«Безусловно, умею, юноша. Вы забываете, что я закончил свой жизненный путь опытным магом, профессором, а не желторотым студентом. Не вижу никакой сложности в том, чтобы совместить нужный вам вкус с одним из подходящих для ваших целей заклинаний. «Регенерация», к примеру, вполне сочетается с плетением иллюзии медово-коричного вкуса. Точнее, некоторые её варианты. На создание нового рецепта мне понадобится около двенадцати минут, если я не стану отвлекаться на разговоры и другие вычисления. Вот только вам придётся заново ставить опару для хлеба: с нейтрализацией уже использованного заклинания возникнут трудности».

«Плети свою, конструкцию, мэтр, - сказал я. – В будущем она нам обязательно пригодится. Ведь толку от неё будет больше, чем от этой. Но переделывать сейчас ничего не буду. Пусть порадуются те горожане, что владеют стихийной магией.

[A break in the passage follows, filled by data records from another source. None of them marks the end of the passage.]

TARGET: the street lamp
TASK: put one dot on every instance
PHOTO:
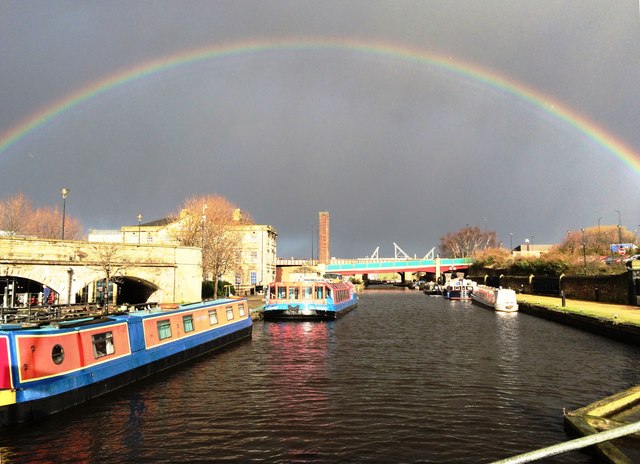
(584, 251)
(64, 192)
(139, 221)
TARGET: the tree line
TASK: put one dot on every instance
(581, 251)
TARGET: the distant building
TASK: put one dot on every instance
(324, 255)
(530, 250)
(257, 255)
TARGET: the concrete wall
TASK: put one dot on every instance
(604, 288)
(175, 273)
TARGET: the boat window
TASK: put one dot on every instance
(282, 292)
(57, 354)
(164, 329)
(187, 323)
(307, 293)
(102, 344)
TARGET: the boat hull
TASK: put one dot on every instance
(305, 313)
(501, 300)
(38, 409)
(53, 366)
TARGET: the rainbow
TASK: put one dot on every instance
(456, 66)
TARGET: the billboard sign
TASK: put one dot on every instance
(621, 248)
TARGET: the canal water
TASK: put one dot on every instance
(404, 378)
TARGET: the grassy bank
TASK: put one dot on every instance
(621, 314)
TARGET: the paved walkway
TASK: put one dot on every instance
(613, 312)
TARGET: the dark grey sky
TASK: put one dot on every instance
(396, 150)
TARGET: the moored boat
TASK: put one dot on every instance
(499, 299)
(459, 289)
(309, 299)
(432, 288)
(46, 367)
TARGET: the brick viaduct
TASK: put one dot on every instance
(145, 273)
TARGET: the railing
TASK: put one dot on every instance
(572, 445)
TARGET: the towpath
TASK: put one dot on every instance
(616, 313)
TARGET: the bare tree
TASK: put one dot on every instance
(466, 242)
(110, 258)
(15, 214)
(211, 223)
(18, 217)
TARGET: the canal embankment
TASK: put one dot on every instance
(621, 322)
(256, 305)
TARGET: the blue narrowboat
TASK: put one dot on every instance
(46, 367)
(309, 300)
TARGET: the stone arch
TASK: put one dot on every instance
(135, 290)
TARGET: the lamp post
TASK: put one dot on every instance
(584, 251)
(64, 192)
(139, 221)
(204, 219)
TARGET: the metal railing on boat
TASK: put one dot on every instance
(572, 445)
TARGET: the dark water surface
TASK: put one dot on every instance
(403, 378)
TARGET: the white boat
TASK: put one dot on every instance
(500, 299)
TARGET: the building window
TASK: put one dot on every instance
(187, 323)
(164, 329)
(102, 344)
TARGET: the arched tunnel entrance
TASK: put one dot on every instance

Да и сколько будет этих новых караваев? Сорок два? Из них три достанутся мне, Полуше и Лошке, а пять мы завтра скормим нашей группе креативных рекламщиков – заодно и опробуем на них очередной вкус: дети притворяться не будут – сразу сообщат, если я где-то напортачил. Кстати, профессор, что там у нас со временем? Когда там явятся главы моих рекламных отделов?»

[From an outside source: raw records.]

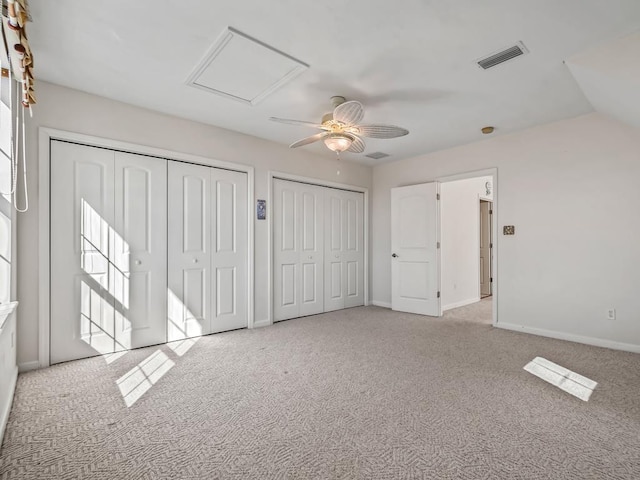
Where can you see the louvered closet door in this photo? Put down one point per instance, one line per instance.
(344, 249)
(230, 250)
(189, 268)
(82, 208)
(298, 276)
(139, 248)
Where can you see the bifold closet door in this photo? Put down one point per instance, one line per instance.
(207, 250)
(298, 224)
(108, 251)
(344, 249)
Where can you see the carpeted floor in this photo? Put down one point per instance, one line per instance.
(479, 312)
(359, 393)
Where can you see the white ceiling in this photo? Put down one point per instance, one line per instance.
(411, 63)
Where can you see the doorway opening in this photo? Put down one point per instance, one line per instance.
(467, 274)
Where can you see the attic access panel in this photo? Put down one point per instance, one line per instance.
(244, 69)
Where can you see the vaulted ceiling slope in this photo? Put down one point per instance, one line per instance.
(609, 76)
(411, 63)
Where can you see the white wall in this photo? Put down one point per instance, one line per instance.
(66, 109)
(460, 238)
(571, 190)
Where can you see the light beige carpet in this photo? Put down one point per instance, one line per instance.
(361, 393)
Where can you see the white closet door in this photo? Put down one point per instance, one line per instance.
(229, 282)
(189, 240)
(311, 258)
(344, 249)
(285, 250)
(82, 206)
(353, 252)
(298, 225)
(138, 246)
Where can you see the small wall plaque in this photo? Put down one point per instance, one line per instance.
(261, 209)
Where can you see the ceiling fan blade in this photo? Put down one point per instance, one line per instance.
(296, 122)
(308, 140)
(349, 112)
(381, 131)
(357, 146)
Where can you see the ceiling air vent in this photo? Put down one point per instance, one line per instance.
(377, 155)
(503, 55)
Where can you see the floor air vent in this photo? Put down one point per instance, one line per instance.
(503, 56)
(377, 155)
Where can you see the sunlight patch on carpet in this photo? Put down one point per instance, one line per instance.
(563, 378)
(137, 381)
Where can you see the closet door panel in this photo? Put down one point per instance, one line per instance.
(286, 250)
(311, 259)
(229, 207)
(189, 255)
(140, 250)
(82, 304)
(334, 224)
(353, 254)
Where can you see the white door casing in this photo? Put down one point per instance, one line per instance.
(344, 249)
(485, 247)
(415, 262)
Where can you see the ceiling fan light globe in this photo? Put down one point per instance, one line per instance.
(338, 143)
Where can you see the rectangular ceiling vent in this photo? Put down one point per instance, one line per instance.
(377, 155)
(503, 56)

Шиша, атаманша орудовавшей в Лисьем переулке ватаги детишек, вчера вдруг заявила, что не желает больше передавать плату за услуги по организации рекламной компании главарям других детских шаек. Выразилась она, разумеется, немного иначе, чуть обогатив мой лексикон неприличными, но яркими выражениями. Причину не объяснила – лишь упрямо сжимала губы и отводила взгляд. Но согласилась передать главам моих прочих рекламных отделов приглашение на сегодняшнюю вечернюю встречу. Не знаю, что за кошка пробежала между детишками. Но неволить я никого не собирался – расплачусь с конкурентами Шиши лично.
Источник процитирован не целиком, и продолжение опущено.